在一些實施例中，預設要求為差異大於預設差異值；篩選模組32配置為對目標樣本圖像中顯著性區域的輪廓進行填補，得到填補樣本圖像，包括：對目標樣本圖像進行閉運算，得到填補樣本圖像；獲取填補樣本圖像與目標樣本圖像中關於顯著性區域的差異，包括：獲取填補樣本圖像關於顯著性區域的第一面積，以及目標樣本圖像中關於顯著性區域的第二面積；將第一面積和第二面積之差作為差異。 In some embodiments, the preset requirement is that the difference is greater than the preset difference value; the screening module 32 is configured to fill in the contour of the salient region in the target sample image to obtain the filled sample image, including: Perform the closing operation to obtain the filled sample image; obtain the filled sample image and the target The difference in the saliency area in the sample image includes: obtaining the first area of the filling sample image regarding the saliency area, and the second area regarding the saliency area in the target sample image; combining the first area and the second area The difference is the difference.

上述方案，若目標樣本圖像中的顯著性區域的輪廓存在較大的缺口，則填補前後的顯著性區域的面積可能存在較大的差異，從而根據填補前後顯著性區域的面積差，即可確定目標樣本圖像中顯著性區域的輪廓是否存在缺失。 In the above scheme, if there is a large gap in the contour of the salient region in the target sample image, there may be a large difference in the area of the salient region before and after filling, so according to the difference in the area of the salient region before and after filling, Determines whether the contours of salient regions in the target sample image are missing.

在一些實施例中，在基於目標樣本圖像中顯著性區域的輪廓缺失情況，對目標樣本圖像進行過濾之後，篩選模組32還配置為：基於填補樣本圖像的顯著性區域的位置資訊，得到目標樣本圖像關於顯著性區域的標注位置資訊。 In some embodiments, after filtering the target sample image based on the absence of the contour of the salient region in the target sample image, the filtering module 32 is further configured to: fill in the position information of the salient region of the sample image based on the location information , to obtain the annotation location information about the saliency region of the target sample image.

上述方案，通過填補樣本圖像的顯著性區域的位置資訊，確定目標樣本圖像關於顯著性區域的標注位置資訊，能夠保障顯著性區域的完整性。 The above solution can ensure the integrity of the salient region by filling in the position information of the salient region of the sample image to determine the marked position information about the salient region of the target sample image.

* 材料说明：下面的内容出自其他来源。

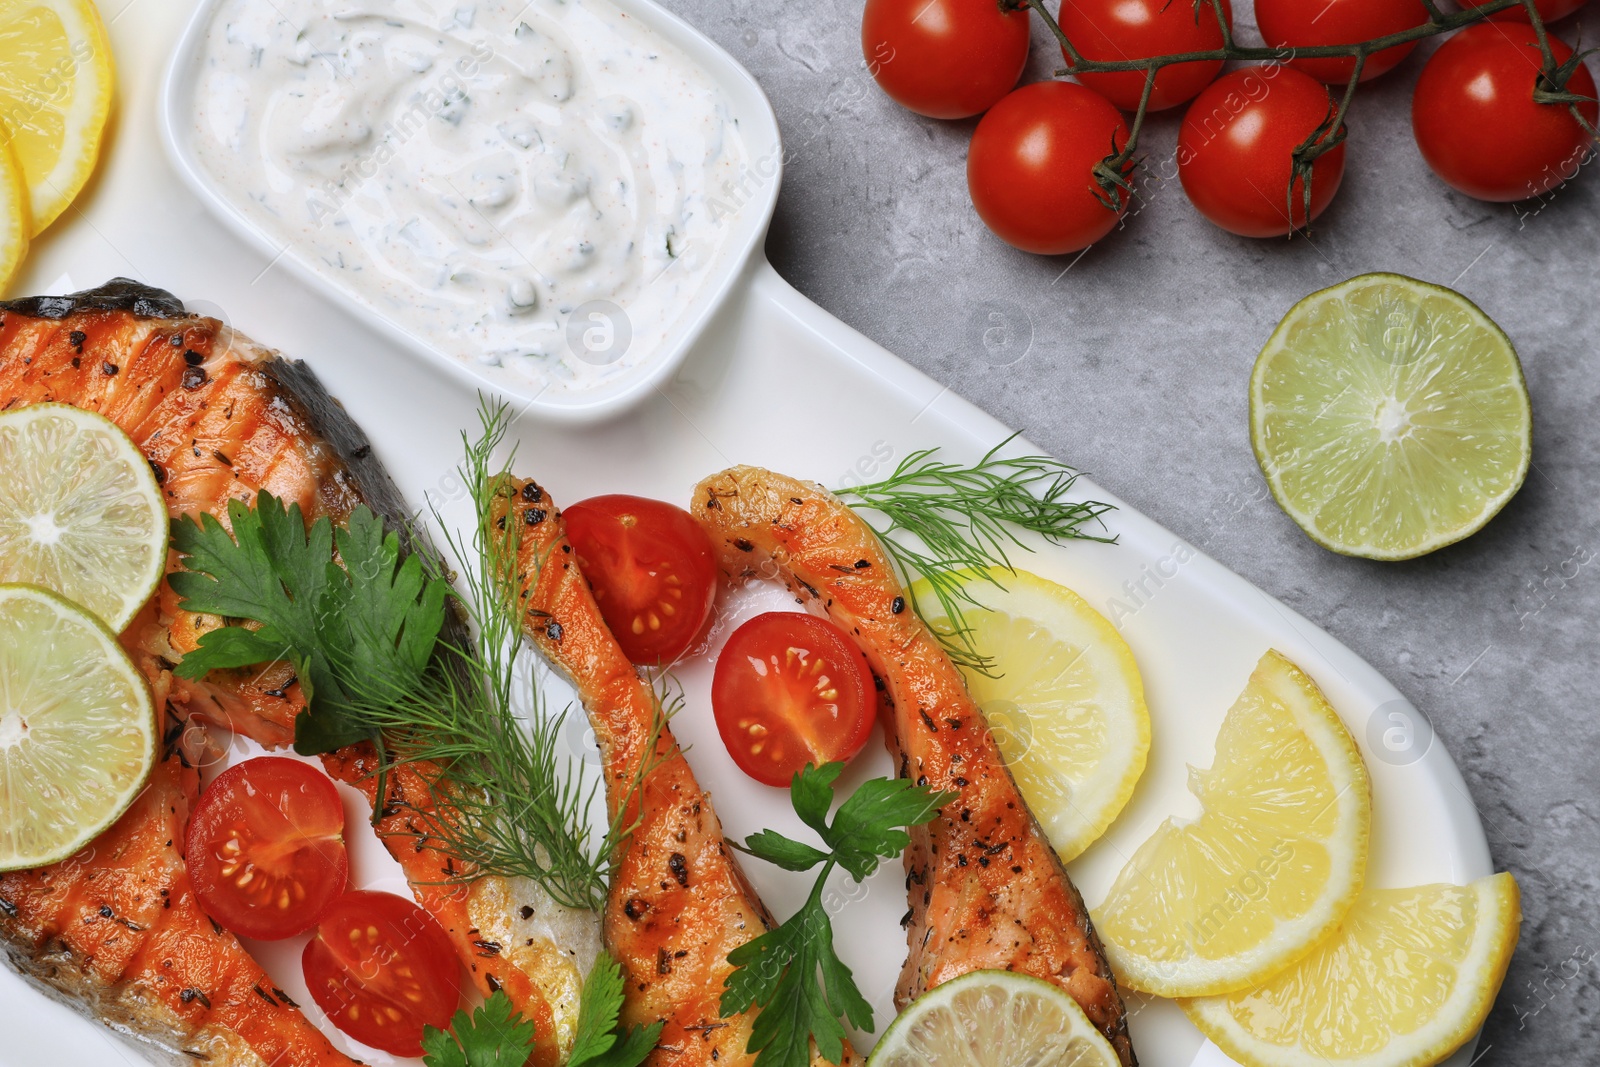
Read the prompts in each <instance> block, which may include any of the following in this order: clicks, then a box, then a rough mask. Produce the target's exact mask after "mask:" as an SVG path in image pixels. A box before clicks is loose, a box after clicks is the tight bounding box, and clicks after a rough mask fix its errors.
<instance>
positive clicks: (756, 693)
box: [710, 611, 878, 785]
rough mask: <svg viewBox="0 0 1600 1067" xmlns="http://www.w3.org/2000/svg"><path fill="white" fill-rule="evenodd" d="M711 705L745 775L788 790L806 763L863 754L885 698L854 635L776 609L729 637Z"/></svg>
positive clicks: (717, 665) (755, 620) (758, 614)
mask: <svg viewBox="0 0 1600 1067" xmlns="http://www.w3.org/2000/svg"><path fill="white" fill-rule="evenodd" d="M710 705H712V712H714V713H715V717H717V733H720V734H722V742H723V744H725V745H728V755H731V757H733V761H734V763H738V765H739V769H741V771H744V773H746V774H749V776H750V777H754V779H755V781H758V782H765V784H766V785H787V784H789V782H790V779H794V776H795V773H797V771H800V769H802V768H803V766H805V765H806V763H814V765H818V766H821V765H824V763H832V761H834V760H850V758H853V757H854V755H856V753H858V752H861V745H864V744H867V736H869V734H870V733H872V717H874V715H875V713H877V707H878V694H877V689H875V688H874V685H872V670H869V669H867V659H866V656H862V654H861V649H859V648H856V643H854V641H853V640H850V635H848V633H845V632H843V630H840V629H838V627H837V625H834V624H832V622H829V621H827V619H819V617H816V616H813V614H800V613H795V611H770V613H766V614H758V616H755V617H754V619H750V621H749V622H746V624H744V625H741V627H739V629H738V630H734V632H733V635H731V637H730V638H728V643H726V645H725V646H723V649H722V654H720V656H718V657H717V672H715V675H714V677H712V683H710Z"/></svg>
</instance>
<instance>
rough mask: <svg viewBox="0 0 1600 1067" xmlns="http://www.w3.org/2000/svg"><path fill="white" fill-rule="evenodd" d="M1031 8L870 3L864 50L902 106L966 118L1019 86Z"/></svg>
mask: <svg viewBox="0 0 1600 1067" xmlns="http://www.w3.org/2000/svg"><path fill="white" fill-rule="evenodd" d="M1027 37H1029V24H1027V11H1026V10H1022V11H1011V13H1006V11H1002V10H1000V3H998V2H997V0H867V10H866V13H864V14H862V16H861V51H862V53H864V54H866V58H867V70H870V72H872V77H874V78H877V82H878V86H880V88H882V90H883V91H885V93H888V94H890V98H891V99H893V101H896V102H898V104H901V106H904V107H909V109H912V110H914V112H917V114H918V115H928V117H930V118H966V117H968V115H978V114H981V112H986V110H989V107H990V106H994V102H995V101H998V99H1000V98H1002V96H1005V94H1006V93H1010V91H1011V86H1013V85H1016V80H1018V77H1021V74H1022V66H1024V64H1026V62H1027Z"/></svg>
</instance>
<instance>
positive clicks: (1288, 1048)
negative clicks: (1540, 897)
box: [1182, 873, 1522, 1067]
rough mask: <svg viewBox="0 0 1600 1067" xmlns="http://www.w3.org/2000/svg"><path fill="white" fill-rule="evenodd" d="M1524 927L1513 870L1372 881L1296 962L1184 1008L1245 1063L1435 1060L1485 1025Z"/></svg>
mask: <svg viewBox="0 0 1600 1067" xmlns="http://www.w3.org/2000/svg"><path fill="white" fill-rule="evenodd" d="M1520 925H1522V907H1520V894H1518V891H1517V883H1515V880H1512V877H1510V875H1509V873H1498V875H1490V877H1488V878H1478V880H1477V881H1474V883H1472V885H1466V886H1453V885H1430V886H1416V888H1411V889H1368V891H1366V893H1363V894H1362V899H1360V901H1358V902H1357V905H1355V909H1354V910H1352V912H1350V915H1349V918H1346V920H1344V925H1342V926H1341V928H1339V933H1336V934H1334V936H1333V937H1330V939H1328V941H1325V942H1323V944H1322V945H1318V947H1317V950H1315V952H1314V953H1310V955H1309V957H1306V958H1304V960H1301V961H1299V963H1296V965H1294V966H1291V968H1288V969H1285V971H1278V973H1277V974H1274V976H1272V977H1269V979H1267V981H1266V982H1262V984H1261V985H1256V987H1253V989H1246V990H1242V992H1238V993H1229V995H1226V997H1206V998H1203V1000H1186V1001H1182V1008H1184V1011H1186V1013H1189V1017H1190V1019H1192V1021H1194V1024H1195V1025H1197V1027H1200V1030H1202V1032H1203V1033H1205V1035H1206V1037H1208V1038H1211V1040H1213V1041H1216V1043H1218V1045H1219V1046H1221V1048H1222V1049H1224V1051H1226V1053H1227V1054H1229V1057H1230V1059H1234V1061H1237V1062H1240V1064H1246V1067H1326V1065H1328V1064H1338V1065H1339V1067H1429V1065H1430V1064H1437V1062H1440V1061H1442V1059H1445V1057H1446V1056H1450V1053H1453V1051H1454V1049H1458V1048H1461V1046H1462V1045H1464V1043H1466V1041H1467V1040H1469V1038H1470V1037H1472V1035H1474V1033H1477V1032H1478V1029H1480V1027H1482V1025H1483V1021H1485V1019H1486V1017H1488V1014H1490V1008H1491V1006H1493V1005H1494V995H1496V993H1498V992H1499V987H1501V982H1502V981H1504V979H1506V968H1507V966H1510V955H1512V952H1514V950H1515V949H1517V931H1518V928H1520Z"/></svg>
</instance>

上述方案，通過使用多種圖像類型的樣本圖像對顯著性檢測模型進行訓練，使得訓練得到的顯著性檢測模型能夠對多種類型的圖像進行圖像處理，從而提高了顯著性檢測模型的適用性。 In the above solution, the saliency detection model is trained by using sample images of various image types, so that the saliency detection model obtained by training can perform image processing on various types of images, thereby improving the applicability of the saliency detection model. sex.

在一些實施例中，多種圖像類型包括對真實物體拍攝得到的圖像、手繪圖以及卡通圖中的至少兩種。 In some embodiments, the multiple image types include At least two of the captured images, hand-drawn drawings and cartoon drawings.

上述方案，通過將常見的圖像類型對應的樣本圖像用於對圖像處理模型進行訓練，使得訓練得到的圖像處理模型在日常生活或工作中更為適用。 In the above solution, by using sample images corresponding to common image types for training the image processing model, the image processing model obtained by training is more suitable for daily life or work.

在一些實施例中，調整模組34配置為基於樣本圖像關於顯著性區域的標注位置資訊與預測位置資訊，調整顯著性檢測模型的參數，包括：基於標注位置資訊和預測位置資訊，獲取樣本圖像中各圖元的第一損失；將樣本圖像中各圖元的第一損失進行加權，得到樣本圖像的第二損失；基於第二損失，調整顯著性檢測模型的參數。 In some embodiments, the adjustment module 34 is configured to adjust the parameters of the saliency detection model based on the labeled location information and predicted location information of the saliency region of the sample image, including: obtaining samples based on the labeled location information and predicted location information The first loss of each image element in the image; the first loss of each image element in the sample image is weighted to obtain the second loss of the sample image; based on the second loss, the parameters of the saliency detection model are adjusted.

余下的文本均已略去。